Investigation of the long-term patency of a transmural heparinized polycaprolactone and poly(D,L-lactic/glycolic acid) scaffold

Background

The transmural biodegradable polycaprolactone/poly(D,L-lactic/glycolic acid) (PCL/PLGA) scaffold is a promising modality for diffuse coronary atherosclerosis cases that are not suitable for bypass grafting. The purpose of this study was to evaluate the long-term performance of the PCL/PLGA scaffold in vivo in the setting of polymer and heparin degradation.

Materials and methods

After mechanical drilling through the ventricular wall was performed in the whole ventricular wall, two scaffolds were implanted into the ventricular wall. Animals were grouped into the single drilling group (SD group), the blank scaffold group (BS group), and the heparinized scaffold group (HS group) and were allowed to survived for 6 mo.
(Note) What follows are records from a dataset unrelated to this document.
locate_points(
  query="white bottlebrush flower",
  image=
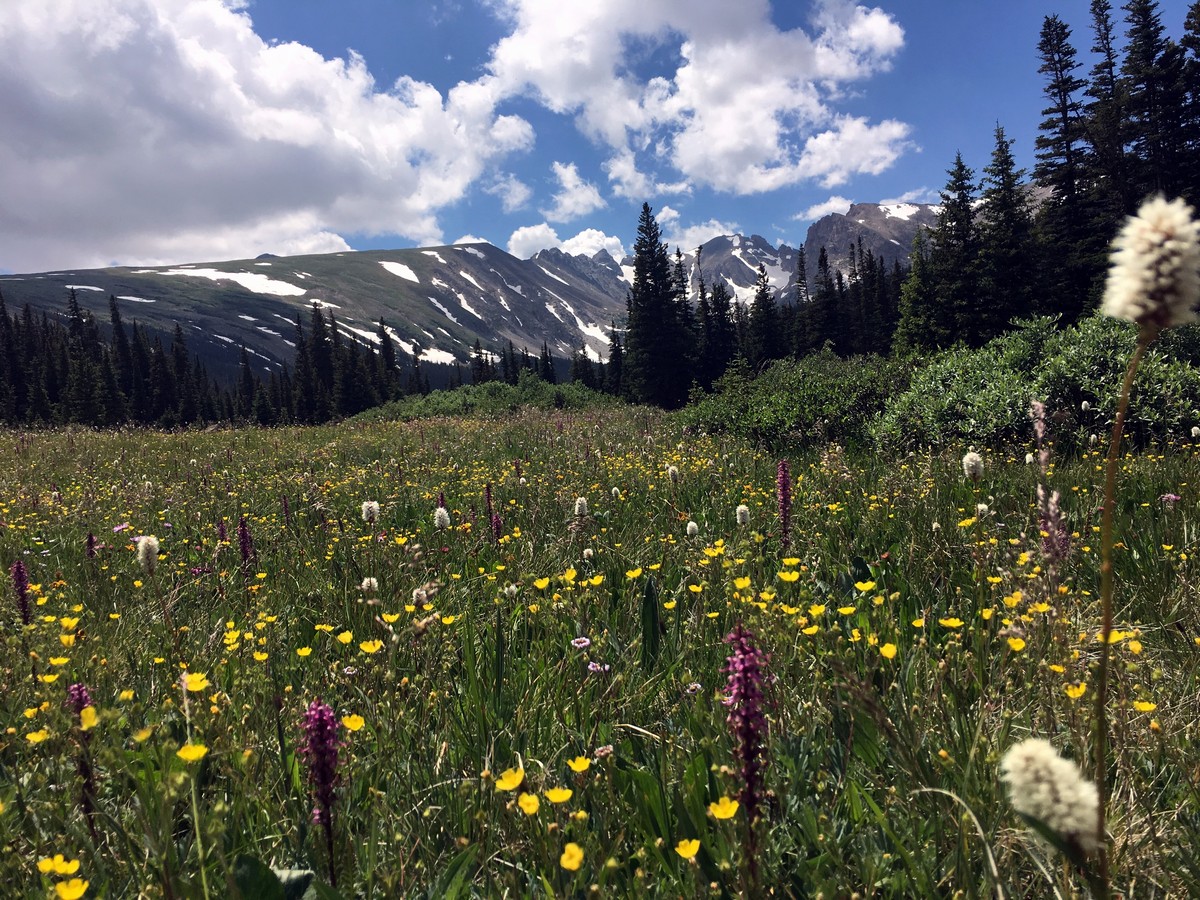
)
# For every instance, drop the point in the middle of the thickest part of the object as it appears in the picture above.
(1053, 790)
(1155, 279)
(148, 553)
(972, 466)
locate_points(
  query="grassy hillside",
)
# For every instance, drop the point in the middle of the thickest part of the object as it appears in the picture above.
(539, 708)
Next, the patency and integrity of the scaffolds were evaluated by echocardiography and 3D-DOCTOR software. Endothelium coverage of the lumen was evaluated by scanning electron microscopy. Neovessels and collagen fiber within the scaffolds were identified by histologic staining. Metabolite production of prostacyclin (PGI₂) and thromboxane A₂ (TXA₂) in the plasma was measured by an enzyme-linked immunosorbent assay. The expression levels of PGI₂ synthase and cyclooxygenase 2 (COX-2) involved in PGI₂ production and COX-1 involved in TXA₂ production were measured by Western blot analysis.

Results

The heparinized scaffolds were patent for up to 6 mo and the lumen was covered with confluent endothelial cells. Histologic staining revealed collagen fiber remodeling and reconstruction of the neovascular network immediately surrounding the lumen. The expression of PGI₂ synthase and COX-2 in the HS group was significantly higher compared with the SD and BS groups (P < 0.01). The expression of COX-1 was similar in the three groups (P > 0.05). Consistent with synthetase expression, a PGI₂ metabolite (6-keto-PGF1a) also showed a significant increase in the HS group relative to the SD and BS groups (P = 0.021 and P = 0.015, respectively). Concomitantly, as a PGI₂ antagonist, the TXA₂ metabolite (TXB₂) did not exhibit a significant difference among the three groups (P = 0.17).

Conclusions

Despite polymer and heparin degradation, the scaffold could continuously maintain the structural integrity and lumen patency for up to 6 mo by reinforcement of host collagen fiber and the balance of PGI₂/TXA₂.